The neighborhood where Jessica Mooney Holman grew up is barely 2 miles from the heart of the Vanderbilt campus. But in many ways it’s a world apart.

“Yes, it was definitely a tough neighborhood,” says Holman, BS’10, MEd’12, who played on four NCAA Tournament basketball teams while at Vanderbilt from 2006 to 2010. “But I didn’t have a tough upbringing.”

Despite the continuing poverty and crime in the neighborhood—even as development transforms downtown, just a few blocks away—South Nashville has always been home to Holman, and once she graduated, she was eager to return. “I always aim to focus on the great people and assets in this community that people can’t see when looking at the data,” she says. “I like to spread the word and a positive light about this community that is often hidden behind the news stories about it.”

Today, Holman plays an integral role as senior director of programs at Harvest Hands, a community development organization that promotes healthy living, spiritual formation and economic development in South Nashville.

“I believe in being part of the community,” Holman says. “We made an intentional decision to be here. I walk to work every day and see the kids I work with on the street. We are doing this together. We are living life together.”

In addition to youth sports and after-school enrichment programs, Harvest Hands operates Humphreys Street Coffee & Soap, which exists to employ and empower older kids from the neighborhood in a supportive environment.

“I love the work because we can give these kids hope,” Holman says. “Once a person or a group of people don’t have hope, that is when everything can go down the drain. We work with more than 100 kids. But if I can instill that hope in just a few of them, and then they can become leaders in this community and, in turn, instill hope into three or four more kids, then we can start to make a big difference.”

Kerry Hart, who chairs the Harvest Hands Board of Directors, says Holman’s knowledge of the neighborhood and her connections have been integral to the organization’s growth.

“We have doubled the number of kids we’re working with,” Hart says. “Jessica has provided the perfect leadership. When you are looking to relocate into a neighborhood, it takes an enormous level of relationship building, and she was the one who took it on and made it happen.”

Harvest Hands moved into an 18,000-square-foot, $2.7 million building in the heart of the neighborhood last October after years of working out of a nearby facility.

Holman attributes at least some of her motivation to the example set by her cousin Charles Davis, BS’82. He too made a similar journey from South Nashville to play basketball at Vanderbilt in the late 1970s.

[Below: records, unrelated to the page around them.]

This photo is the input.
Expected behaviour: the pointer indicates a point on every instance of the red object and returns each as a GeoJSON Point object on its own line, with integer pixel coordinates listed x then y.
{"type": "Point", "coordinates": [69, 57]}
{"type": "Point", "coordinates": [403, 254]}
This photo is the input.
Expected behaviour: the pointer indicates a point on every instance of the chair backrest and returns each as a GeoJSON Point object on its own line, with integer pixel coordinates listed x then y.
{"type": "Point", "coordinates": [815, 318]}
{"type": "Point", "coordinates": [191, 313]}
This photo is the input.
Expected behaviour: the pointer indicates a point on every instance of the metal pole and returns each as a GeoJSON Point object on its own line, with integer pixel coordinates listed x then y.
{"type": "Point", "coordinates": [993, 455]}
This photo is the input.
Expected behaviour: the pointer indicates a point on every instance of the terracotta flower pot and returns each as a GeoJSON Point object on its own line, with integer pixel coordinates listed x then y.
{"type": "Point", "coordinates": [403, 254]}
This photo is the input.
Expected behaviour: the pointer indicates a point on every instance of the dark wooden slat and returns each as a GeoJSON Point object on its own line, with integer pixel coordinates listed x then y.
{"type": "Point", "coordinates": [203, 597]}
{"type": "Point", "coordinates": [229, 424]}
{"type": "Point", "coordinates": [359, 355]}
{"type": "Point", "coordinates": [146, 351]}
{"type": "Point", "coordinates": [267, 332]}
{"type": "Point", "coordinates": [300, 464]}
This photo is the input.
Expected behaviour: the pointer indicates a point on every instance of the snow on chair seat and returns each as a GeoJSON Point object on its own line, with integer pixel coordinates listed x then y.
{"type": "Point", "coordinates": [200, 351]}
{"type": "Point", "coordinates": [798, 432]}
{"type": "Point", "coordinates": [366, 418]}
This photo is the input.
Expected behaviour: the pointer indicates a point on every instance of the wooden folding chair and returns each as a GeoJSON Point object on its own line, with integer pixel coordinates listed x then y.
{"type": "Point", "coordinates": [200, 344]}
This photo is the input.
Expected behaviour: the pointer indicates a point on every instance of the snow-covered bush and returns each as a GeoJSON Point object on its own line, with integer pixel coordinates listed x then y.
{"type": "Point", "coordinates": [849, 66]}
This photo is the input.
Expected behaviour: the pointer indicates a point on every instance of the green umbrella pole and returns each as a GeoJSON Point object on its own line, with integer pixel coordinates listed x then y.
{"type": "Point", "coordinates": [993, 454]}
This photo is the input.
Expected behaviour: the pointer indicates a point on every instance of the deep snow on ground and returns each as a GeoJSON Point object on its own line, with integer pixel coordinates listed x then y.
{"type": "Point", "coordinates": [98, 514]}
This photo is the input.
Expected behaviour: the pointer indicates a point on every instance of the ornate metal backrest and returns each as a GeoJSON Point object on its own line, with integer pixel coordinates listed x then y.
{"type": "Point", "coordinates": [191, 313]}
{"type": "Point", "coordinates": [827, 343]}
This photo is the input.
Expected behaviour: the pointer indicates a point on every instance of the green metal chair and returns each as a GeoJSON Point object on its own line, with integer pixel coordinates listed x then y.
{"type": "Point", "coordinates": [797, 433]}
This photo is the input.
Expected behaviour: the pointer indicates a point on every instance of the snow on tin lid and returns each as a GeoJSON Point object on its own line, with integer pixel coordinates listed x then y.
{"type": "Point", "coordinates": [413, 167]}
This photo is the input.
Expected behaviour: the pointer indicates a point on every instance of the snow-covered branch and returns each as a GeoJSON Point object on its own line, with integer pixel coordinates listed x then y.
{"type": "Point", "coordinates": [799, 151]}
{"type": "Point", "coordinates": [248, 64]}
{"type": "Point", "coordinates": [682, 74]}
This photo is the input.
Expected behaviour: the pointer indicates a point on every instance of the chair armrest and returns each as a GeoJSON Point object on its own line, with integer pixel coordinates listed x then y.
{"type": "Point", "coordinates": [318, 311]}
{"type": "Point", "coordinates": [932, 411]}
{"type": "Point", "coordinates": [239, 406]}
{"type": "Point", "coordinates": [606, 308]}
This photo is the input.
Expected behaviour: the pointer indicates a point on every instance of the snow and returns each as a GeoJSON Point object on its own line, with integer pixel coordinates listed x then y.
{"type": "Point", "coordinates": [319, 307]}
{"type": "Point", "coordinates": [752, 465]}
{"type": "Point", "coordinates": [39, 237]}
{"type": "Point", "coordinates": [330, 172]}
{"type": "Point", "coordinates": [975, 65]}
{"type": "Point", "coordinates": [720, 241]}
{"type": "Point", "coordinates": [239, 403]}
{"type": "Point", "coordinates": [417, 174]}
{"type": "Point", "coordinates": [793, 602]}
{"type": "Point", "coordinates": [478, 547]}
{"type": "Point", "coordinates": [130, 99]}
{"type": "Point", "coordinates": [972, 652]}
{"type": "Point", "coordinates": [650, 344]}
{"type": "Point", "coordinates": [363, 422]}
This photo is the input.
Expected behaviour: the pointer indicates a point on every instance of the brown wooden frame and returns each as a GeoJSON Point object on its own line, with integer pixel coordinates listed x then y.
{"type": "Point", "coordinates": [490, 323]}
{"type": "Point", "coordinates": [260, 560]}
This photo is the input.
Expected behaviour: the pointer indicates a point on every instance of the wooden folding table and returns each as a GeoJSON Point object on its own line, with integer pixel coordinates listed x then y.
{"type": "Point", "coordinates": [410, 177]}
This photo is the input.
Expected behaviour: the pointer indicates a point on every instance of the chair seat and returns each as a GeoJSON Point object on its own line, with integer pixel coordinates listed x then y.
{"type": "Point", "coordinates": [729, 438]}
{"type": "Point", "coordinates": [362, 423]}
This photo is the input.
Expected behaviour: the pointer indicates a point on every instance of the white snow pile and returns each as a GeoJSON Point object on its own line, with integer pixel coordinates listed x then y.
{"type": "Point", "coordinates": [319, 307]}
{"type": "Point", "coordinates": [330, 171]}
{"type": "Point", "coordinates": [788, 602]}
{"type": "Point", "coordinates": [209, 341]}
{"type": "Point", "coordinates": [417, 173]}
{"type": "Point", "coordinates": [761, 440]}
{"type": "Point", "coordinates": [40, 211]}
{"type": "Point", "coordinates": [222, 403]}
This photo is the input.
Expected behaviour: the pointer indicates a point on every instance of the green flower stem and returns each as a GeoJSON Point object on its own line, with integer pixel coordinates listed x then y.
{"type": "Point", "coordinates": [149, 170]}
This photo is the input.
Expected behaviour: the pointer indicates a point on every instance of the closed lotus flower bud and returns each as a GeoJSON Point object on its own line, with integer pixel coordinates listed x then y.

The Charles Davis Foundation, which opened its doors in 1982 after Davis’ rookie season in the NBA, has provided services for thousands of inner-city children during the past 35 years.

“I grew up going to his basketball camps, going to his foundation,” Holman says. “He went to Vanderbilt to play basketball and then came back to his community. … I knew that I would always give back to this community because that is what I saw growing up.”